Poeta, performer, tradutora e doutoranda em teoria e história literária na Unicamp

Chuva e Vento sobre Télumée Milagre

  • Preço R$ 119,90 (398 págs.); R$ 79,90 (ebook)
  • Autoria Simone Schwarz-Bart
  • Editora Carambaia

Há uma generosa constelação de autores caribenhos que vêm surgindo em edições e relançamentos no Brasil.

Nomes como Dany Laferrière, Maryse Condé, Françoise Ega e os consagrados Édouard Glissant e Aimé Césaire —bastante lidos nas universidades— têm se tornado constantes em nossas prateleiras, apresentando um arquipélago plural que, seja pelas vicissitudes da experiência colonial ou por outras razões culturais, dialogam bastante com o leitorado brasileiro.

Uma das autoras que faz parte dessa deriva atlântica é Simone Schwarz-Bart, que acaba de ter seu romance mais conhecido, "Chuva e Vento sobre Télumée Milagre", publicado no país com tradução de Monica Stahel.
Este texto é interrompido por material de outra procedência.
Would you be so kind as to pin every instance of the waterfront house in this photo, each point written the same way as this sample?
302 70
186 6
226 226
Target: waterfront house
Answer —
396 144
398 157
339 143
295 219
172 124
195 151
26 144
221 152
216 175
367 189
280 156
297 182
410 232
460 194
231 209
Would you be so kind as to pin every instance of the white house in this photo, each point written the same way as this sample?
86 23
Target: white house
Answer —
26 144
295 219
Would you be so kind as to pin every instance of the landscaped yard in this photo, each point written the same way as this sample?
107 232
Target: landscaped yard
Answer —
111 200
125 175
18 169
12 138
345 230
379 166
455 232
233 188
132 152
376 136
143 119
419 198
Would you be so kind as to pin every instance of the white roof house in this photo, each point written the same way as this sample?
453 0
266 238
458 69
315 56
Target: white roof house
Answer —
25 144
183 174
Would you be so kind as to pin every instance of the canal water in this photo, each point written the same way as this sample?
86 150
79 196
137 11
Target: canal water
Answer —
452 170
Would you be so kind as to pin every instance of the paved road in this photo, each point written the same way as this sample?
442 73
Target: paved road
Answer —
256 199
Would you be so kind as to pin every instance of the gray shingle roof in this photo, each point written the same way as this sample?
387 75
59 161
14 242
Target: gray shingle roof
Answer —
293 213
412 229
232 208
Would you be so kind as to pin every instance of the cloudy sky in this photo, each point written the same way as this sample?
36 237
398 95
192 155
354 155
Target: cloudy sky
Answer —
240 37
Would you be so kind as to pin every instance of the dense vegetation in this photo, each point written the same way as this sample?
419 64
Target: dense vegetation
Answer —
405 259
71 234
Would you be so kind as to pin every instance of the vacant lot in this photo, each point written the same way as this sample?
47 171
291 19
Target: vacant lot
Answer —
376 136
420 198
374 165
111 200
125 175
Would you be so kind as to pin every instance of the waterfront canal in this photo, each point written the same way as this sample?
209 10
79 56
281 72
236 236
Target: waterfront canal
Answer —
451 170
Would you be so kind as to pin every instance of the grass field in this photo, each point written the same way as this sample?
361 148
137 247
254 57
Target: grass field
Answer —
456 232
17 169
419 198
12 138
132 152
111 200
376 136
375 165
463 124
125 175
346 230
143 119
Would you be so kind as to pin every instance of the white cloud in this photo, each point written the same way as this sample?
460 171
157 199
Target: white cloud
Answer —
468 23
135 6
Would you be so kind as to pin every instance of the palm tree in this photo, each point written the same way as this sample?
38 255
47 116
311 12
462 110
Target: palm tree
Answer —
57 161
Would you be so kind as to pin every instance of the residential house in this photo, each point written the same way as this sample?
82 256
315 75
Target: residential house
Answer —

A história se passa em Guadalupe, ilha que faz parte do domínio francês até hoje. É um lugar com uma composição étnica e cultural que permite ricas elucubrações acerca da "crioulização", conceito caro aos pensadores caribenhos.

A escritora Simone Schwarz-Bart
A escritora Simone Schwarz-Bart - Hermance Triay/Divulgação

A obra, originalmente publicada em 1972, faz jus à questão antilhana ao trançar uma teia de imagens bastante elaborada, com metáforas que congregam as forças da natureza aos movimentos de uma sociedade permeada pela violência, não apenas do colonialismo, mas também do machismo.

Num espaço erigido pelas intempéries, as personagens fazem de seus próprios corpos parte constitutiva do cenário, confundindo, com propósito político e estético, o que é da terra e o que é do homem.

As mulheres aqui estão, como também demanda a tradição mítica, ligadas à terra. A protagonista é Télumée, responsável por fiar o tecido narrativo que recupera sua ancestralidade.

Acompanhada pelos cuidados e olhares de Rainha sem Nome, sua avó, voz da sabedoria e sobrevivência, Télumée compartilha sua genealogia de mulheres negras que se desenvolve num espiral de avanço e recuo em relação ao passado. Conselhos, profecias e cantilenas dão destaque à palavra falada, ao valor da oralidade, reforçando a importância dos costumes tradicionais que antecederam a colonização.

A trajetória da protagonista é permeada pela violência tanto no ambiente de trabalho, em que é assediada e violentada numa casa de brancos, quanto em seu próprio lar.

Élie, seu companheiro, a personagem masculina mais presente na obra, se conecta com o universo do serviço braçal, que o confina ao lugar da virilidade e, consequentemente, da carência de um círculo de partilha e cuidado, ainda que a mulher cumpra seu papel nos afazeres domésticos.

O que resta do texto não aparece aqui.